Wednesday, January 14, 2009

Help wanted!


So on the off chance that someone is reading this who has experience with Metronics CGM's or experience with wireless devices, I'm going to post the following scenario.

I'm currently using a Metronics Paradigm Insulin Pump, and one of their continuous glucose monitor systems which wirelessly transmits data to the insulin pump every 5 minutes.  I'm happy with the combination for my day to day activities, but to me it falls short in one crucial area.

When I'm on the bike, my pump is securely tucked away beneath multiple layers of clothes (typically attached to my HRM strap or the back of my bib shorts).  If I want / need to see my current blood sugar, I have to stop and pull everything out to look at my pump, then put everything back in place.  Not the most productive thing while trying to sit in the middle of a pack of riders.
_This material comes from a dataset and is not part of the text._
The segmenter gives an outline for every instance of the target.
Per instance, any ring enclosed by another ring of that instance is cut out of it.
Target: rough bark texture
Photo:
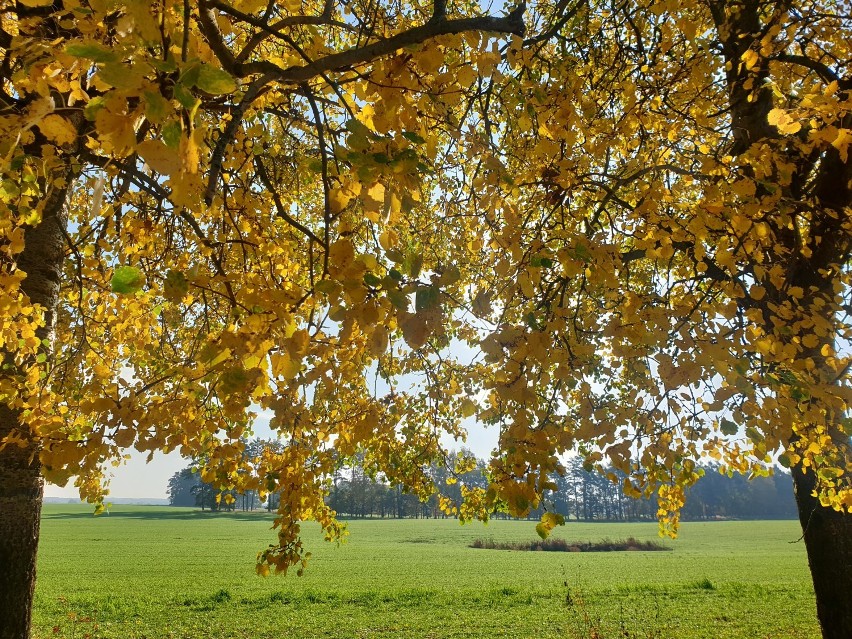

What I would love is a secondary device, like a watch, where I could just see what the most recent number was.  It doesn't have to do anything other than report the most recent data.  That way I can tell if I need to eat something before my body starts to bonking (which is basically a low blood sugar) while I'm doing activities where its difficult to get to my pump.

Real time data is a huge improvement over what I had just 6 months ago, but as a numbers person it also makes me cringe.  Data is just data unless you do something with it, and having it inaccessible when I need it the most is fairly frustrating.

Oddly enough it looks like Metronics competitor, Navigator, went with a slightly different route.  Their CGM reports to a small handheld unit which doubles as a blood tester.   

Coincidently enough, there is one guy in PV who has one of the Navigator systems, and another guy who just joined our race team who has the same system I have.

Tuesday, January 13, 2009



The year is 13 days old, and I've apparently neglected my blog.  Good reason though, I've been riding!  My knee has been healing nicely, stitches were removed and flexibility is almost back to normal.  Strength is another story entirely.  I have to gain back about a 25% muscle loss on my left leg and shred a bunch of scar tissue. 

Last Friday I had my first PT appointment with Dave McHenry of TAI over on NE MLK.  I've had my share of PT the last 11 years, having to rehab back from two ACL surgeries.  The thing that struck me about Dave was he didn't sugar coat things.  I've worked with people who say things like "you may feel a bit of pressure" and then spike your pain-o-meter to 11.  Dave, after doing the initial assessment of my knee and seeing the scar tissue buildup I have, said something to the extent of "Well, this is going to have to go and its going to hurt."   No bullshit.  I loved it.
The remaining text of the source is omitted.